How to create an NFS StorageClass(En)

Albert Weng
4 min readOct 3, 2023

After setting up the Kubernetes cluster, one of the first things I typically do is create a StorageClass for application services to use, and I consider NFS to be a relatively straightforward approach to implement.

Of course, there are also many choices, such as the previously mentioned local-path provider, which is another approach.
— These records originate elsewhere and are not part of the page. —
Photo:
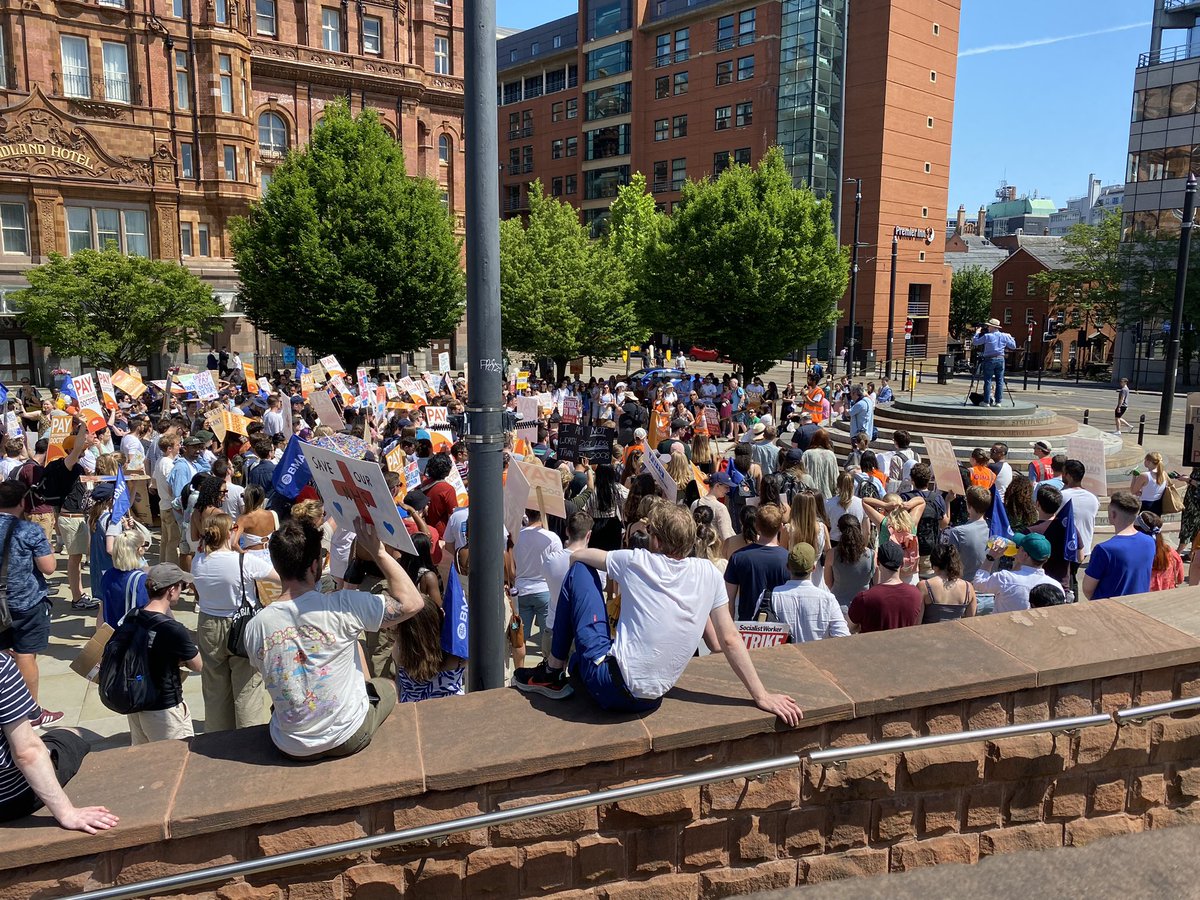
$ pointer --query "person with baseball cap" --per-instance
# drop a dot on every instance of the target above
(891, 604)
(994, 345)
(166, 717)
(1012, 588)
(810, 612)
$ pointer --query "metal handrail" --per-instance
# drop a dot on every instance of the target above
(1137, 715)
(438, 829)
(832, 757)
(840, 755)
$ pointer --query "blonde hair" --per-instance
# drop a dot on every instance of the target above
(127, 551)
(804, 521)
(215, 532)
(1159, 469)
(679, 469)
(899, 520)
(673, 528)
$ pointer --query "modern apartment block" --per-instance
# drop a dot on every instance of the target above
(153, 124)
(678, 89)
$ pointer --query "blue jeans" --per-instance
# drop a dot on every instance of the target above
(534, 607)
(993, 367)
(582, 618)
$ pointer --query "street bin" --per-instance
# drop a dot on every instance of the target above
(945, 367)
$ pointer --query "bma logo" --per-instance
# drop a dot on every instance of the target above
(915, 234)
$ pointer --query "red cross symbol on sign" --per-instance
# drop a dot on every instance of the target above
(351, 491)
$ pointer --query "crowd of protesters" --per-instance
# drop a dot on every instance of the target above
(756, 519)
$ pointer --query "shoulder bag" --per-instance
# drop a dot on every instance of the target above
(5, 612)
(246, 611)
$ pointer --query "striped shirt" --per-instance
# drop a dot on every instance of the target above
(16, 703)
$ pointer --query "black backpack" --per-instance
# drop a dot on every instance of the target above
(124, 681)
(929, 526)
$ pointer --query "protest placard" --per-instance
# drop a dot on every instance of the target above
(946, 468)
(129, 382)
(591, 442)
(355, 489)
(85, 390)
(107, 393)
(327, 411)
(205, 388)
(570, 411)
(1090, 451)
(659, 472)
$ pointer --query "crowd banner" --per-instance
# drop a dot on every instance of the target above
(355, 489)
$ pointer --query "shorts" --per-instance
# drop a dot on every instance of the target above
(67, 750)
(30, 630)
(73, 533)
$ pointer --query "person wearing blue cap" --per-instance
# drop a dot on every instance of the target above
(1012, 589)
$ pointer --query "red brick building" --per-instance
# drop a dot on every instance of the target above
(675, 89)
(155, 124)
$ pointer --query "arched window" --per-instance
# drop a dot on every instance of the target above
(273, 135)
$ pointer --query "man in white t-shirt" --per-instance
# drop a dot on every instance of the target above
(556, 561)
(306, 647)
(529, 589)
(670, 600)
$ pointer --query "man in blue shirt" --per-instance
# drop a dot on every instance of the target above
(862, 414)
(995, 343)
(1122, 564)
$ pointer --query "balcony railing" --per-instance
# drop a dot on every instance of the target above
(1169, 54)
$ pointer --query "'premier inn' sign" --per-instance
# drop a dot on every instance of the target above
(46, 151)
(915, 234)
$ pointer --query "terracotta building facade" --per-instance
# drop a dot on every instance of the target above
(154, 123)
(677, 89)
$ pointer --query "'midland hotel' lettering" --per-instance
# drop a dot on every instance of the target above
(52, 151)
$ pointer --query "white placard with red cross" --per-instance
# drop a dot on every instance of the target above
(355, 489)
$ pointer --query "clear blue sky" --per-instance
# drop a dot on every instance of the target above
(1031, 107)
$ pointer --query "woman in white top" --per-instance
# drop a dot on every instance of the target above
(233, 689)
(844, 503)
(1151, 484)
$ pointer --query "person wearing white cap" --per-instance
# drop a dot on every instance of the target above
(994, 345)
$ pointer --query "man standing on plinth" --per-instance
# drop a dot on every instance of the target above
(994, 343)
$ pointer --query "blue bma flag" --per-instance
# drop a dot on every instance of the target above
(997, 519)
(121, 501)
(292, 473)
(454, 625)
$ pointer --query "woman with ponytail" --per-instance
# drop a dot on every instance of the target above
(233, 689)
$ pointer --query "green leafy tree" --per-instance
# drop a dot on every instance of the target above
(970, 299)
(346, 253)
(562, 294)
(114, 310)
(748, 263)
(635, 227)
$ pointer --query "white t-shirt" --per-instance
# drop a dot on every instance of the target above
(307, 652)
(532, 546)
(1086, 505)
(555, 564)
(664, 606)
(1012, 589)
(219, 580)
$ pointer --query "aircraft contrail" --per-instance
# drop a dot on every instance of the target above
(1044, 41)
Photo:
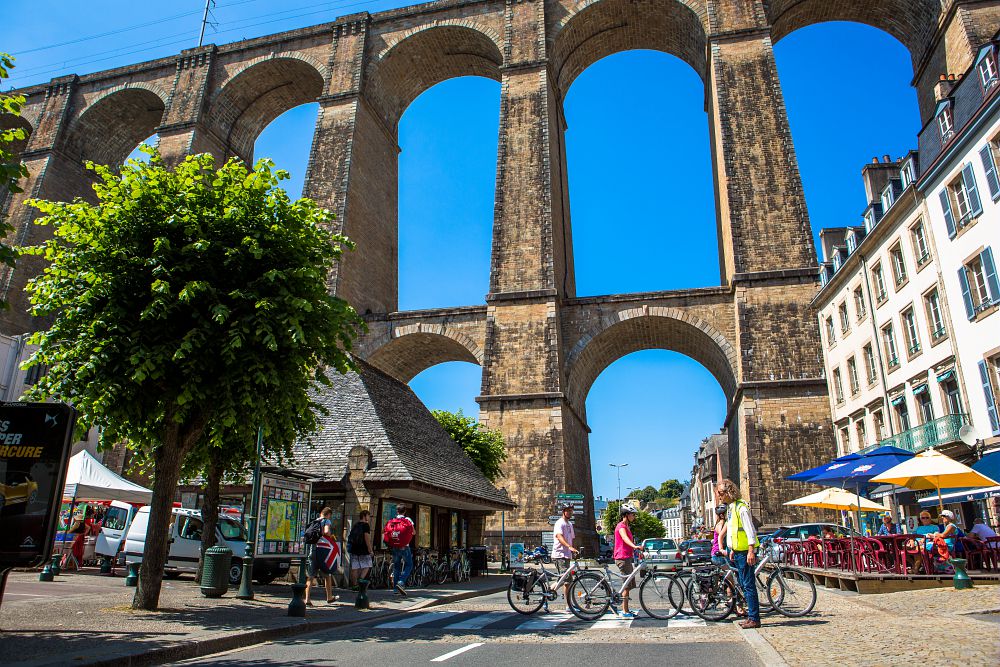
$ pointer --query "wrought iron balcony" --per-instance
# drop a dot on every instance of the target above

Access shared data over the network

I’ll break it down into a few parts to explain:

(1) What’s StorageClass ?

(2) Why do we need it?

(3) Workflow

(4) Deploy your first NFS StorageClass

Let’s get started!

1. What’s StorageClass?

A StorageClass provides a way for administrators to describe the "classes" of
storage they offer. Different classes might map to quality-of-service levels,
or to backup policies, or to arbitrary policies determined by the cluster

Kubernetes itself is unopinionated about what classes represent.
This concept is sometimes called "profiles" in other storage systems

Inside the StorageClass object, you will define:

(1) The properties of the PV, including storage type, volume size

(2) Which plugin the PV should use

After providing the above information, Kubernetes can use the PVC to find the corresponding StorageClass, and then Kubernetes directly invokes the plugin defined in the StorageClass to create the corresponding PV resource.

2. Why do we need it?

I don’t want manual PV creation errors to prevent my PVC from binding to a PV and potentially causing application failures. I prefer to define my PVC properly and let Kubernetes manage my PV resources automatically.

In a large-scale cluster, not using StorageClass would mean having to create 1000 PVs manually for 1000 PVCs, making storage management a difficult task to keep track of.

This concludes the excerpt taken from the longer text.